Jaya menjelaskan, untuk RSUD Kanujoso Djatiwibowo, anggaran tahun 2025 berasal dari pendapatan Badan Layanan Umum Daerah (BLUD) serta subsidi Anggaran Pendapatan dan Belanja Daerah (APBD).
Berita Terkait
Menurutnya, total pagu anggaran RSUD Kanujoso pada 2025 mencapai sekitar Rp836 miliar. Anggaran tersebut bersumber dari pendapatan layanan BLUD sebesar Rp793 miliar serta subsidi APBD sekitar Rp219 miliar.
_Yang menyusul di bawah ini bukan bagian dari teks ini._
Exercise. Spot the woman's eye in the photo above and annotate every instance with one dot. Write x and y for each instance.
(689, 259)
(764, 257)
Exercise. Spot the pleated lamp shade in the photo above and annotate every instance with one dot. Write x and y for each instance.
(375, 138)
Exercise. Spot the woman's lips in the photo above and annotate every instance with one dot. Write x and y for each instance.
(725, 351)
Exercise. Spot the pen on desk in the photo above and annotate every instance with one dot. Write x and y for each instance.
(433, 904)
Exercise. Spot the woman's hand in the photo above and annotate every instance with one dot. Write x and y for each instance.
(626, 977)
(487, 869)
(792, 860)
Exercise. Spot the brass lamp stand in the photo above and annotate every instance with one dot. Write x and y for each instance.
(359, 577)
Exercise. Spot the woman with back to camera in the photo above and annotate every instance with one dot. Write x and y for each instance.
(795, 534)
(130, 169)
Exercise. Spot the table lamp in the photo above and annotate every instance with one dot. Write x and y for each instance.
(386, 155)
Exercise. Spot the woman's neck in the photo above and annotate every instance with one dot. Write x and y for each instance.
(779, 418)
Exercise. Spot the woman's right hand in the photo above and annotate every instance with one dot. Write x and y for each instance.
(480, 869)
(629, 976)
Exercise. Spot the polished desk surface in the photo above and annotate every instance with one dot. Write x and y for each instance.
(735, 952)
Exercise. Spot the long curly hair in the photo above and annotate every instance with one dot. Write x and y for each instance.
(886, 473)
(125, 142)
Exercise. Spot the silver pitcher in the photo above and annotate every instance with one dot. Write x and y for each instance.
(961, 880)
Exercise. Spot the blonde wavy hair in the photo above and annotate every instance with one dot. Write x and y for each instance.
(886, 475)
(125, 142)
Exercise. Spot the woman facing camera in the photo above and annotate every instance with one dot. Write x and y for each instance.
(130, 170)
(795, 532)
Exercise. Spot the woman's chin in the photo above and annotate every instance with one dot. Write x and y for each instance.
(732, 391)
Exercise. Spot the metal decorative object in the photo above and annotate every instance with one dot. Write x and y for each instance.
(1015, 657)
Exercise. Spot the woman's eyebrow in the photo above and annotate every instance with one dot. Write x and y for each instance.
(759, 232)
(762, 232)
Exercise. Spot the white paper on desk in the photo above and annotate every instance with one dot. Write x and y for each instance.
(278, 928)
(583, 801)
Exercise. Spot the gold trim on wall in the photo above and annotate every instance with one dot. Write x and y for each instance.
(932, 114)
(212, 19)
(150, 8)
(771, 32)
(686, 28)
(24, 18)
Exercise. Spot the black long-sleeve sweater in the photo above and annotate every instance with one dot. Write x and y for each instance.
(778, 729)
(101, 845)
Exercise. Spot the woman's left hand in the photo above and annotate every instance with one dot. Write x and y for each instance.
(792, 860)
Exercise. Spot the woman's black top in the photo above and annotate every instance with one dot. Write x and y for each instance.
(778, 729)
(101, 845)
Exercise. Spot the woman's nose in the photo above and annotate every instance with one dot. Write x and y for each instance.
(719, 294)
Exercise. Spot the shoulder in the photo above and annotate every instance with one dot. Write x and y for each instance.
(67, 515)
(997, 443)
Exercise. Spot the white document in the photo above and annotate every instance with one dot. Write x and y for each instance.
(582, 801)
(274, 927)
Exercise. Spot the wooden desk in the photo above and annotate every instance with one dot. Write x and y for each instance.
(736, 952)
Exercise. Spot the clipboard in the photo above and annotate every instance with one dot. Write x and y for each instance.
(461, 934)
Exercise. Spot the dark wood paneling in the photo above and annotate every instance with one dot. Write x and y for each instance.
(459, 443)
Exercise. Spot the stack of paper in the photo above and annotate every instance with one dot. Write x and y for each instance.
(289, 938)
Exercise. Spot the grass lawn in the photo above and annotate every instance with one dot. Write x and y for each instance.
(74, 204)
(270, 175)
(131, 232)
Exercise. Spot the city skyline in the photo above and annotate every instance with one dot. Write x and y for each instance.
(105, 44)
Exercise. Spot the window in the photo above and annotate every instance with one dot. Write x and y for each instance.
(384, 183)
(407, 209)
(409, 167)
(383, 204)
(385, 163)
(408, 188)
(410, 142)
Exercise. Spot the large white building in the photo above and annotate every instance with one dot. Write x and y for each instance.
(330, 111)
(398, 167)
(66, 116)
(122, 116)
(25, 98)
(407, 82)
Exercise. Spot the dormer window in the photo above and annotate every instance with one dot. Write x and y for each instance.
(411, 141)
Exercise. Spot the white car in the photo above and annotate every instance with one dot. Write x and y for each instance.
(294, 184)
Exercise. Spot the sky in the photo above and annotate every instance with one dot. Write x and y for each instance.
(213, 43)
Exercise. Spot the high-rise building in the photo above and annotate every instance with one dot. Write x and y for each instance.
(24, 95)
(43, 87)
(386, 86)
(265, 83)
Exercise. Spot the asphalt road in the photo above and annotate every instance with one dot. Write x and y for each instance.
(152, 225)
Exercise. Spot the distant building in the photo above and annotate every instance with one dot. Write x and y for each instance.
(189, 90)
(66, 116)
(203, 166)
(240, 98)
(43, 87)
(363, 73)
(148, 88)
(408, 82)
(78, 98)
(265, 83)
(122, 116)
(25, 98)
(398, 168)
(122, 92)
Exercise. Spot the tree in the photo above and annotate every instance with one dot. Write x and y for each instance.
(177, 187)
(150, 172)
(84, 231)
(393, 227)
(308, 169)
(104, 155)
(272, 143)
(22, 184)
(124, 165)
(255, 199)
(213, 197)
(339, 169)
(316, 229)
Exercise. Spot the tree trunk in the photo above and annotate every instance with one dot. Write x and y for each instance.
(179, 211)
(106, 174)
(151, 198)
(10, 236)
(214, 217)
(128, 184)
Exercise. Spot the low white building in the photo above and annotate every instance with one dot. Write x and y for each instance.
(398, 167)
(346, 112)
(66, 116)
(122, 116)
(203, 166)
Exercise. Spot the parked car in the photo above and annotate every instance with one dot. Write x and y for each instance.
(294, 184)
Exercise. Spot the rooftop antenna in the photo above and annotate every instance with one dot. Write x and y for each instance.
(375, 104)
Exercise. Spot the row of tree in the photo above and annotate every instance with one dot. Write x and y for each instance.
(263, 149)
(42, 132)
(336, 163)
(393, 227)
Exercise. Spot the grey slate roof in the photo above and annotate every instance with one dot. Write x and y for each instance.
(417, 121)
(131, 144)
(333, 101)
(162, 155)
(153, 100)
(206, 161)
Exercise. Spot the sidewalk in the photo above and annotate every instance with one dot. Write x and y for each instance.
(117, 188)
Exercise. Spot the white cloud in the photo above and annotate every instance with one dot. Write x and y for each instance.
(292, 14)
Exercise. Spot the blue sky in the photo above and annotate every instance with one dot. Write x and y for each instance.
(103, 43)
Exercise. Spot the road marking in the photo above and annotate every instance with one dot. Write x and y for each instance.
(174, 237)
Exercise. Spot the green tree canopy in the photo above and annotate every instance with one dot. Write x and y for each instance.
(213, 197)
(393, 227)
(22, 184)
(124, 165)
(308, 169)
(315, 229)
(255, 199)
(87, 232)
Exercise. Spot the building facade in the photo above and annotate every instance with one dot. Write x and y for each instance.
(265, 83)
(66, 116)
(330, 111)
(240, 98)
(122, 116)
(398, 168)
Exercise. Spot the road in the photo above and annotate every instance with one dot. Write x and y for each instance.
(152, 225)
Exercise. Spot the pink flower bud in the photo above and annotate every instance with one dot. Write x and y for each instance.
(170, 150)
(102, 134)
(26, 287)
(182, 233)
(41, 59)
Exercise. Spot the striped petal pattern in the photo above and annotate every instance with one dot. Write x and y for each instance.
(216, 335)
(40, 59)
Dari keseluruhan anggaran tersebut, realisasi belanja disebut mencapai sekitar Rp850 miliar.
“Anggaran itu memang ada di dua rumah sakit. Untuk RS Kanujoso, pagu anggarannya berasal dari pendapatan BLUD sendiri dan subsidi APBD,” ujar Jaya.
Ia mengatakan anggaran tersebut digunakan untuk mendukung sejumlah program pelayanan dan operasional rumah sakit. Di antaranya program pemenuhan upaya kesehatan perorangan dan kesehatan masyarakat, peningkatan kapasitas sumber daya manusia, serta program penunjang urusan pemerintahan daerah.
Jaya menyebut pelaksanaan program dan penggunaan anggaran tersebut telah direalisasikan sesuai kebutuhan rumah sakit setiap tahunnya.
Sementara untuk RSUD Abdul Wahab Sjahranie Samarinda, Jaya menyampaikan total anggaran pada 2025 yang bersumber dari pendapatan BLUD dan subsidi APBD mencapai Rp874,859 miliar.
Anggaran tersebut dialokasikan untuk tiga program utama, yakni program penunjang urusan pemerintahan daerah, program pemenuhan upaya kesehatan perorangan dan kesehatan masyarakat, serta program peningkatan kapasitas sumber daya manusia.
“Untuk RSUD Abdul Wahab Sjahranie, anggaran tahun 2025, baik yang berasal dari pendapatan BLUD maupun subsidi APBD, sebesar Rp874 miliar lebih,” jelasnya.
Dari total anggaran tersebut, Jaya mengatakan realisasi penggunaan anggaran mencapai 98,72 persen.
Ia menegaskan, penjelasan tersebut disampaikan untuk memberikan gambaran mengenai sumber dan penggunaan anggaran di kedua rumah sakit yang menjadi sorotan dalam aksi massa.
Namun, tuntutan Koalisi Antikorupsi Kaltim terkait transparansi pengelolaan anggaran tetap menjadi perhatian, terutama menyangkut keterbukaan penggunaan dana dalam jumlah besar di lingkungan rumah sakit milik pemerintah daerah.